What appears as agility at first can slowly translate into structural complexity.
Deliberate governance is therefore not about slowing innovation. It is about preventing invisible debt.
An Additional Responsibility Layer
The mandate of application management remains centered around lifecycle, governance and rationalisation.
What changes in the AI era is the rate and decentralisation of software inflow.
Application management therefore needs to extend its discipline to earlier stages of the lifecycle: identifying, classifying and deliberately absorbing new solutions into the portfolio.
This does not imply absorbing all development, it implies ensuring that structural usage is matched with structural responsibility.
Embracing the Evolution
AI-driven software creation represents a significant evolution in how organisations solve problems.
It increases autonomy.
It accelerates experimentation.
It reduces the friction between idea and execution.
Those are meaningful advantages.
However, the ease of creation must be matched by clarity of ownership and lifecycle.
The easier it becomes to build software, the more deliberate organisations must be in managing what they keep, scale or retire.
Strategic Implications for Leadership
The acceleration of software creation does not merely introduce operational questions. It introduces leadership questions.

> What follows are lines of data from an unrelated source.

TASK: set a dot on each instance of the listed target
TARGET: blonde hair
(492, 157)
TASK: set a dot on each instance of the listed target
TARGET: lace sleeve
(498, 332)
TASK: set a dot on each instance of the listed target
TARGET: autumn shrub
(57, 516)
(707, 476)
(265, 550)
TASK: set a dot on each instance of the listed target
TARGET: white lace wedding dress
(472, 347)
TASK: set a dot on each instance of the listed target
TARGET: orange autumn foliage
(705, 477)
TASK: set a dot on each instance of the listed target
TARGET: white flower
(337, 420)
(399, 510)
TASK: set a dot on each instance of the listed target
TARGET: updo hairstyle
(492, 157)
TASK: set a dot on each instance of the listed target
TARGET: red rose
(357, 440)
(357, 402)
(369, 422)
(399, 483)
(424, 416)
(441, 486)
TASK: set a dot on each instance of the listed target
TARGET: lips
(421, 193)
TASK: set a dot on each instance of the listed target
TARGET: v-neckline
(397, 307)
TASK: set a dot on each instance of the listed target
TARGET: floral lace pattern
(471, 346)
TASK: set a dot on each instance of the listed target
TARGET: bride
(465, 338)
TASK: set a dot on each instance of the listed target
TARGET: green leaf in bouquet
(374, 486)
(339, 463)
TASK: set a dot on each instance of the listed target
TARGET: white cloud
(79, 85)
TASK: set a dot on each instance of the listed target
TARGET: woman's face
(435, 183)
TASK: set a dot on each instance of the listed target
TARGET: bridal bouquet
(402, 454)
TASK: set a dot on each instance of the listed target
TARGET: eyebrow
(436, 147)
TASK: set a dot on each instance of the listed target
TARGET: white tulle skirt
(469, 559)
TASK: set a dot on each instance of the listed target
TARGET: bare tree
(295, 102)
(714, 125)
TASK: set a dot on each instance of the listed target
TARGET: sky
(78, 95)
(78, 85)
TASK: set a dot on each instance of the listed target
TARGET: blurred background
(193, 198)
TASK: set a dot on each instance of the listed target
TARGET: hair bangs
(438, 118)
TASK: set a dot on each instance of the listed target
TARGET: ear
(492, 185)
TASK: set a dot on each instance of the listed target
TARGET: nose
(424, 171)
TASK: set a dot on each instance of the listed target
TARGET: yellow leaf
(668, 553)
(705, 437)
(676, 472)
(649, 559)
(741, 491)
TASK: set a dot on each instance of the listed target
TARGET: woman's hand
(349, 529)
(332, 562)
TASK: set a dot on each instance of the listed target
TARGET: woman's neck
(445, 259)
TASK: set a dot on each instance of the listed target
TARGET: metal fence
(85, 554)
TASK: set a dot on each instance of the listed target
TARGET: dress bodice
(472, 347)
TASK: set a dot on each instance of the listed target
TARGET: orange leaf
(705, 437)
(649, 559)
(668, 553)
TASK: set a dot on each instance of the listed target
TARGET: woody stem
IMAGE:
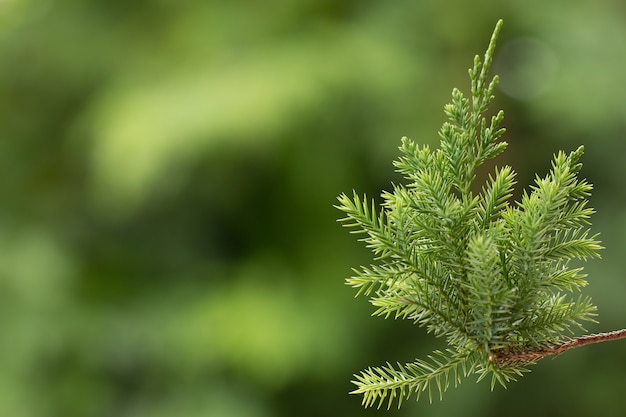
(503, 358)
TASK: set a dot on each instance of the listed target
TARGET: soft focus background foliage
(168, 245)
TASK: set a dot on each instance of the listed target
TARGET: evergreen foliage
(491, 277)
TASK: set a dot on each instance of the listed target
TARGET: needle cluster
(489, 276)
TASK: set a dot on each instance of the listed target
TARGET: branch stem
(504, 357)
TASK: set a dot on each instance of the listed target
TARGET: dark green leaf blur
(168, 245)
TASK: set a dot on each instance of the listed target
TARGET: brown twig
(504, 357)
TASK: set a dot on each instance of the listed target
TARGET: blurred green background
(168, 245)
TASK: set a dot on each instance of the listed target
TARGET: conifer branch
(491, 278)
(526, 357)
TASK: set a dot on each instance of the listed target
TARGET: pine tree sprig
(490, 276)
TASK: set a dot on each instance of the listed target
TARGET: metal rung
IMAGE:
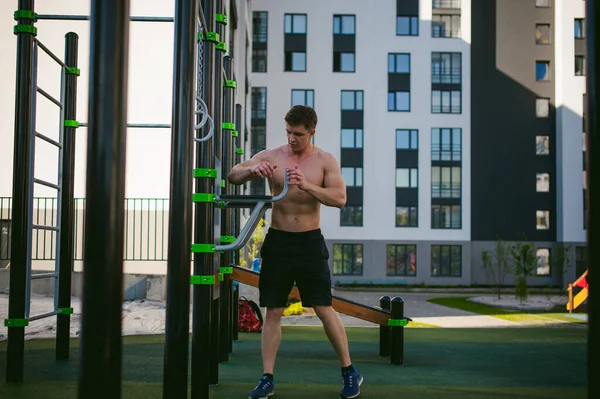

When software can emerge anywhere in the organisation, governance can no longer be positioned as a late-stage control mechanism. It becomes a design choice.
Leaders must decide how much autonomy they encourage, how explicitly ownership is assigned, and how portfolio absorption is structured. Without that intentionality, decentralised innovation gradually turns into structural fragmentation.
The tension is not between innovation and control. It is between unmanaged proliferation and deliberate integration.
AI does not weaken application management. It increases its strategic relevance. The organisations that navigate this shift successfully will not be those that restrict experimentation, but those that create clarity around what happens after experimentation succeeds.
Conclusion
AI will continue to expand the application landscape.
The real challenge for application management teams revolves around intentionally shaping that expansion so that it aligns with the already existing application landscape and it’s design principles.
Ownership, governance and lifecycle have always been central to application management. In the AI era, they become more visible and more frequently tested.
As the speed of software creation increases, the need for clarity increases with it. Clear ownership. Clear decision rights. Clear lifecycle expectations.
Application management ensures that what is built can endure.